15 000 personnels d'encadrement ont par ailleurs été recrutés depuis l'arrivée du SNU en 2019. Ce sont pour un tiers chacun des personnels de l'Education nationale (CPE, infirmières, enseignants avec un contrat ponctuel), des personnels associatifs ou de l'éducation populaires ou encore des personnes qui viennent des corps en uniforme. Est précisé que les hommes et les femmes qui intègrent ce projet sont majeurs, diplômés et contrôlés (honorabilité, B2, BAFA, BAFD). Ils sont formés “à une pédagogie active“ ni trop laxiste ni trop contraignante et intègrent une “culture commune“. Pour les fidéliser, certains emplois seront pérennisés, il y aurait donc moins de recrutés “séjour par séjour“.
Avec au total seulement 80 000 jeunes qui ont participé au SNU depuis son lancement, le SNU reste donc “un défi“ dont la réponse n'est pas “unique“, et qui n'oppose pas les différents engagements. Il s'agirait d'aider davantage ceux qui d'une part ne s'engagent pas (par autocensure, par manque de capital social ou d'offre territoriale) et d'autre part “des jeunes qui aujourd'hui ne se sentent peut-être pas concernés, et pour ça nous avons besoin de l'Education nationale“, indique la Secrétaire d'Etat. Elle voudrait par exemple “plus engager les parents par des réunions dans les établissements scolaires“ afin de créer de la confiance.
En outre, l'évolution récente du dispositif (voir Touteduc ici) prévoit que dès l'an prochain le SNU permette à des classes volontaires d'effectuer un séjour de cohésion (début en mars). Les séjours de ces “classes engagées“ se feront selon les mêmes modalités que durant les voyages scolaires et les parents pourront s'opposer au séjour de leur enfant. Une dotation sera prévue, un thème pourra y être développé (la mémoire, l'environnement, sport et JO, l'aide aux populations face aux catastrophes naturelles). Toute la classe pourra partir, quelle que soit la nationalité des élèves.
Pour rendre plus incitatif le SNU, sont évoqués le permis de conduire, le passage des BAFA, PSC1 et 2 (formation premiers secours), et une reconnaissance dans le parcours scolaire.
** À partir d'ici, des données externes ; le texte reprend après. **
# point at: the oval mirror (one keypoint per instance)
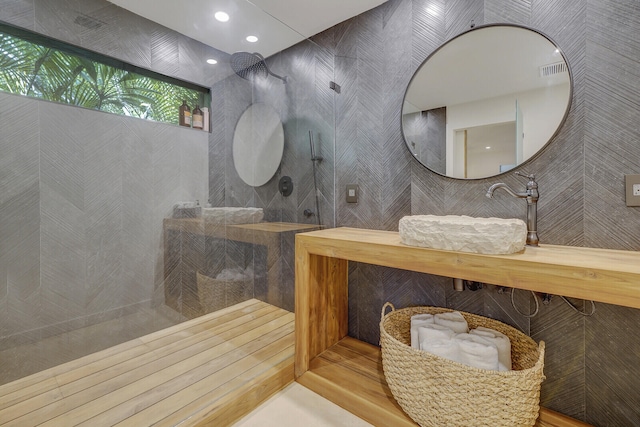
(486, 101)
(258, 143)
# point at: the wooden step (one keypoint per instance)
(350, 374)
(216, 367)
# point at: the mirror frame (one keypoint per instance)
(542, 147)
(257, 142)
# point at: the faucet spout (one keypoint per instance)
(532, 195)
(506, 188)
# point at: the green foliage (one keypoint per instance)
(33, 70)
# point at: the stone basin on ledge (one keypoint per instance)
(232, 215)
(464, 233)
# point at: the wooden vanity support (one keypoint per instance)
(321, 306)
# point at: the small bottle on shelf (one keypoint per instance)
(185, 114)
(206, 124)
(198, 118)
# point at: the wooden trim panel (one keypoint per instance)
(321, 294)
(604, 275)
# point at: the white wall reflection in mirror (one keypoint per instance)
(486, 101)
(258, 144)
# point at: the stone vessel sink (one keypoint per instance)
(464, 233)
(231, 215)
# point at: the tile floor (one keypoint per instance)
(20, 361)
(296, 406)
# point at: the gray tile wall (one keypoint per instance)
(84, 192)
(591, 363)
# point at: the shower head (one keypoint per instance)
(249, 65)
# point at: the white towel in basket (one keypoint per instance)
(416, 321)
(477, 351)
(501, 341)
(453, 320)
(438, 340)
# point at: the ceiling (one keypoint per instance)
(278, 24)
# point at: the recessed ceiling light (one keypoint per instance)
(222, 16)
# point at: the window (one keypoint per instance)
(36, 66)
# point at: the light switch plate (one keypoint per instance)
(632, 189)
(352, 193)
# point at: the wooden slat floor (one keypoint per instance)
(208, 371)
(350, 375)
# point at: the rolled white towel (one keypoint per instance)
(432, 332)
(452, 320)
(501, 341)
(438, 340)
(477, 351)
(443, 347)
(416, 321)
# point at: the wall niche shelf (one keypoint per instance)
(349, 372)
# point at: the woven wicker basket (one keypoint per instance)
(438, 392)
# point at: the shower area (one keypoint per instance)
(113, 228)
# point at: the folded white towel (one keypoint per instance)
(443, 347)
(416, 321)
(477, 351)
(432, 331)
(434, 339)
(452, 320)
(501, 341)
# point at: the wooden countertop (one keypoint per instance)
(610, 276)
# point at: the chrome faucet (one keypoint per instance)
(532, 195)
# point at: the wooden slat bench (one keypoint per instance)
(209, 370)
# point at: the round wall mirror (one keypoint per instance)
(258, 144)
(486, 101)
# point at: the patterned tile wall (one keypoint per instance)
(580, 175)
(84, 192)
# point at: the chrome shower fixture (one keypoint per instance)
(250, 65)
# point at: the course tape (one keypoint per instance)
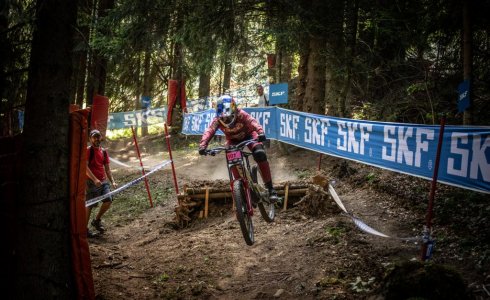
(359, 223)
(119, 189)
(125, 165)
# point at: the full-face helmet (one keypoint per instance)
(226, 110)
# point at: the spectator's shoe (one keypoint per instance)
(91, 234)
(98, 225)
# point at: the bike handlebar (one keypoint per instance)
(240, 145)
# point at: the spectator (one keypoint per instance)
(98, 171)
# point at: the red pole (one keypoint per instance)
(141, 164)
(171, 160)
(432, 193)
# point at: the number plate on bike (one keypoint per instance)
(233, 155)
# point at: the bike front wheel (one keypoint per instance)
(244, 219)
(267, 209)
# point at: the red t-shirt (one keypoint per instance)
(98, 162)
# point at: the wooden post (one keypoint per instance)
(286, 194)
(206, 203)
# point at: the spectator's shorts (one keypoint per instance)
(96, 191)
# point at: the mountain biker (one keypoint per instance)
(238, 125)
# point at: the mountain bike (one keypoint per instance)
(247, 187)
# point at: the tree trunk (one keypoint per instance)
(4, 60)
(304, 53)
(314, 99)
(204, 84)
(468, 58)
(227, 75)
(99, 62)
(147, 84)
(177, 69)
(43, 261)
(335, 63)
(80, 57)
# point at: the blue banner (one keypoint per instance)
(404, 148)
(137, 118)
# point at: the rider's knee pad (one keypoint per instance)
(259, 154)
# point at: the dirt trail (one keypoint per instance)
(297, 257)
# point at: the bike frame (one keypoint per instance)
(238, 164)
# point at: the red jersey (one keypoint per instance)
(245, 126)
(98, 162)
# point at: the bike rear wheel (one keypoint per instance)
(267, 209)
(244, 219)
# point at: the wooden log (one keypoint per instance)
(212, 190)
(220, 195)
(286, 195)
(206, 203)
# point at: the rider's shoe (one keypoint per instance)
(273, 198)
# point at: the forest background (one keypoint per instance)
(396, 61)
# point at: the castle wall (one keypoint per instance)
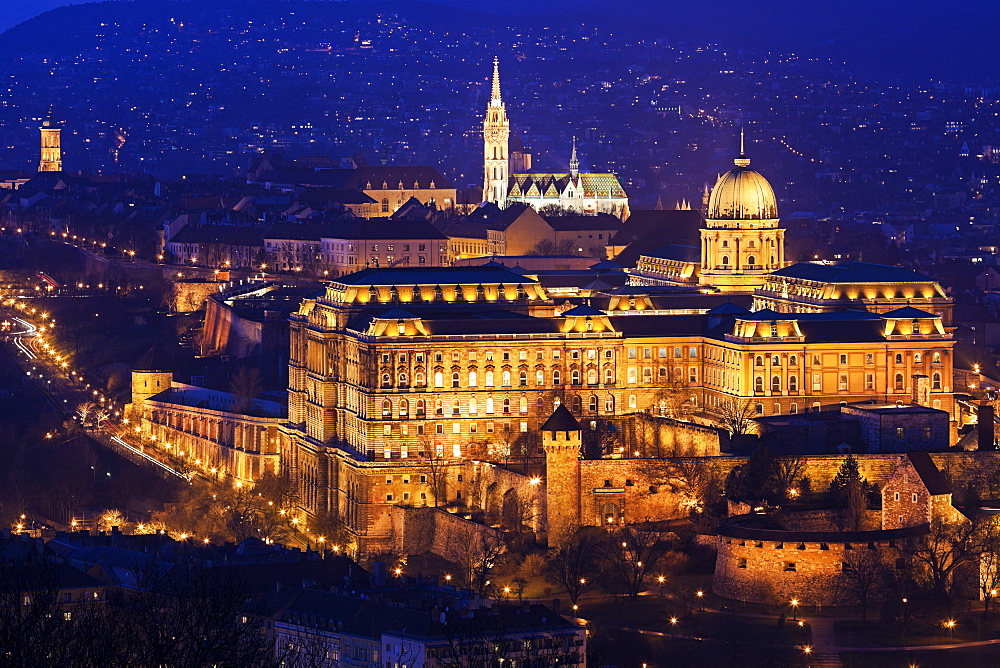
(419, 531)
(776, 571)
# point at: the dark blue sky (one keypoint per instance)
(914, 38)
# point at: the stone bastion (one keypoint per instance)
(760, 564)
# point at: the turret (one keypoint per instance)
(51, 153)
(562, 438)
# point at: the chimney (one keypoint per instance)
(987, 439)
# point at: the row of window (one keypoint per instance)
(843, 382)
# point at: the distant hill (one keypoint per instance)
(916, 39)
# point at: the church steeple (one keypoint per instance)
(495, 100)
(574, 163)
(496, 140)
(51, 148)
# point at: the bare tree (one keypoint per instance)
(634, 551)
(576, 564)
(737, 415)
(861, 577)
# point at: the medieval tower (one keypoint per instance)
(561, 441)
(51, 158)
(496, 136)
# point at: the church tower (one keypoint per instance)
(741, 242)
(51, 159)
(562, 439)
(496, 135)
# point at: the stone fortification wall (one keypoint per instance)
(633, 490)
(768, 566)
(419, 531)
(666, 437)
(190, 295)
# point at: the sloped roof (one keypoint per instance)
(154, 359)
(909, 312)
(851, 272)
(929, 473)
(561, 420)
(487, 274)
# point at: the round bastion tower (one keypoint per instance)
(150, 376)
(562, 440)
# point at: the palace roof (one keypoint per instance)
(850, 272)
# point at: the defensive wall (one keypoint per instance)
(775, 566)
(419, 531)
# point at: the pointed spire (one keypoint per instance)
(574, 162)
(742, 160)
(496, 80)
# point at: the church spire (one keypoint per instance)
(742, 160)
(574, 162)
(495, 100)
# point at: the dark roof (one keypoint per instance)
(155, 359)
(561, 420)
(676, 252)
(233, 235)
(602, 221)
(583, 310)
(486, 274)
(850, 272)
(909, 312)
(929, 473)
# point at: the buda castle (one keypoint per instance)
(418, 386)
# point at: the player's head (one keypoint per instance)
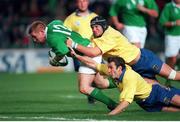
(115, 66)
(37, 31)
(177, 1)
(82, 5)
(98, 25)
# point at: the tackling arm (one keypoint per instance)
(120, 108)
(89, 51)
(87, 60)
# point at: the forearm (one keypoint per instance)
(120, 108)
(89, 51)
(87, 60)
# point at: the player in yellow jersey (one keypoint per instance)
(133, 87)
(109, 42)
(79, 21)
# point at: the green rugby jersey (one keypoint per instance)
(57, 34)
(170, 13)
(130, 15)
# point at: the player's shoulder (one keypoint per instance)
(56, 22)
(71, 16)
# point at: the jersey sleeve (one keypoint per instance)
(68, 22)
(164, 17)
(103, 69)
(129, 87)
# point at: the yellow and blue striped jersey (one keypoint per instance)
(132, 86)
(113, 43)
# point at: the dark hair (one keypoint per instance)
(98, 20)
(117, 60)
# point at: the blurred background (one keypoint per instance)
(19, 54)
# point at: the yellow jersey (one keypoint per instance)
(132, 86)
(113, 43)
(80, 24)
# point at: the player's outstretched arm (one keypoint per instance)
(85, 59)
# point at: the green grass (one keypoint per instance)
(56, 97)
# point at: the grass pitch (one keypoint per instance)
(55, 97)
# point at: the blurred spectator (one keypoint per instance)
(170, 20)
(133, 18)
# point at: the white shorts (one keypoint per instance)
(87, 70)
(172, 45)
(84, 69)
(135, 34)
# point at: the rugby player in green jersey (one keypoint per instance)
(56, 35)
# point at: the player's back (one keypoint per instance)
(57, 31)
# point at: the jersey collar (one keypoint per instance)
(175, 5)
(78, 13)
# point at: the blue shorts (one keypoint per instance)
(159, 97)
(148, 65)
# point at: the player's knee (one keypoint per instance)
(172, 75)
(83, 90)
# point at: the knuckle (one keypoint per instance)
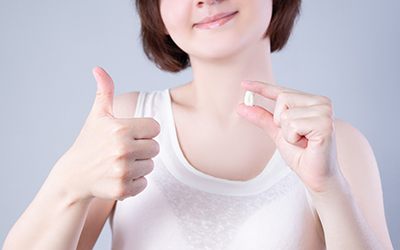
(121, 172)
(120, 191)
(155, 126)
(325, 99)
(118, 129)
(121, 150)
(284, 116)
(155, 147)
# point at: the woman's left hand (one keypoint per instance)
(302, 127)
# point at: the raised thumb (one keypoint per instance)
(103, 103)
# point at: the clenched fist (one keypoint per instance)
(111, 156)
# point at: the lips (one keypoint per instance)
(218, 18)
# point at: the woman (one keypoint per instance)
(282, 174)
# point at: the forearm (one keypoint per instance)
(342, 221)
(53, 220)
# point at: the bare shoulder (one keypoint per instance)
(124, 106)
(360, 168)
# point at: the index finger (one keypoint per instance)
(268, 90)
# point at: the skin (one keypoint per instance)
(334, 160)
(300, 125)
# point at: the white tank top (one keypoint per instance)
(183, 208)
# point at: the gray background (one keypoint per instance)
(345, 49)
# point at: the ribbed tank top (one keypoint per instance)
(183, 208)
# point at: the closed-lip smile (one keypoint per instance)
(215, 20)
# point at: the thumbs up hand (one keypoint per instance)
(111, 156)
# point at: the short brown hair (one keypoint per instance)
(162, 50)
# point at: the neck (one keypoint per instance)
(216, 90)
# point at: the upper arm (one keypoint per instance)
(124, 106)
(358, 165)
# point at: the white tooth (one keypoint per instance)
(249, 98)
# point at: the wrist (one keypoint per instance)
(336, 187)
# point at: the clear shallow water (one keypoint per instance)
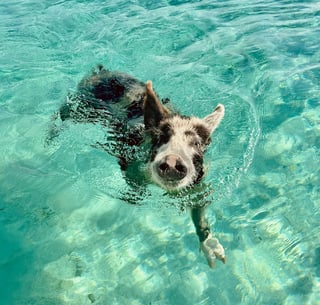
(66, 238)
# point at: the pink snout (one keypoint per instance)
(171, 167)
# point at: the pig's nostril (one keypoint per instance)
(181, 168)
(163, 167)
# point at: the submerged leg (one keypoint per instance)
(210, 246)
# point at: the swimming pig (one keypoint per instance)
(138, 120)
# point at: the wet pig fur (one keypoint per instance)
(135, 115)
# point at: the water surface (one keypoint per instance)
(67, 238)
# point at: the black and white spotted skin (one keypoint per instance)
(136, 116)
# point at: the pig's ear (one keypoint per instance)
(153, 110)
(213, 120)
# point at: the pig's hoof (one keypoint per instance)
(213, 250)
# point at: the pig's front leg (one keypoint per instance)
(209, 245)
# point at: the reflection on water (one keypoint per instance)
(66, 238)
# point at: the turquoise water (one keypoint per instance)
(67, 238)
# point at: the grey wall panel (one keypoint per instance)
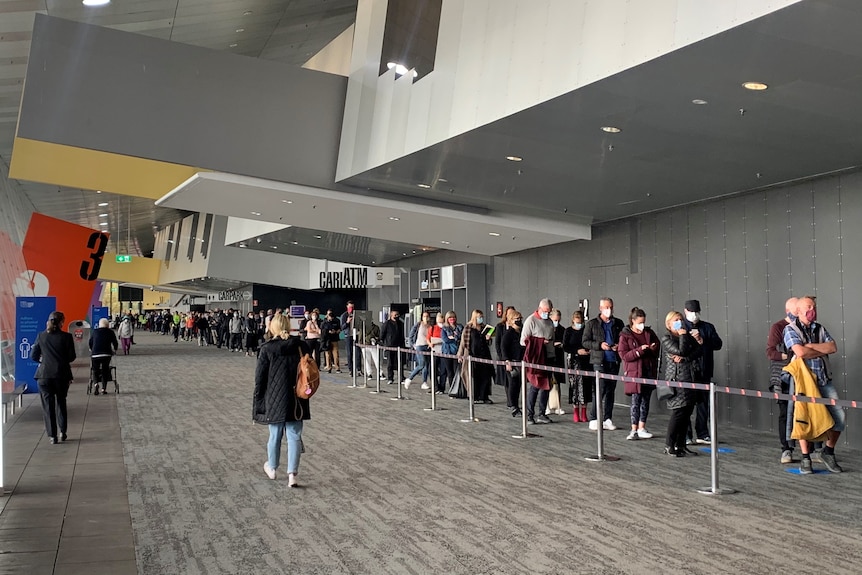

La mention dans Parcoursup ne constitue pas pour Sarah El Haïry une rupture d'égalité car une case engagement existe déjà et “il n'y a pas de raison que ça compte pour du beurre“.
La “mission“ de la Secrétaire d'Etat est de “poser les bases d'une généralisation plus forte“, en construisant “l'acceptabilité la plus forte, le défi logistique, les centres permanents, la capacité à accueillir humainement“, dit-elle, tandis qu'une obligation éventuelle devra reposer sur les parlementaires et le passage par la loi.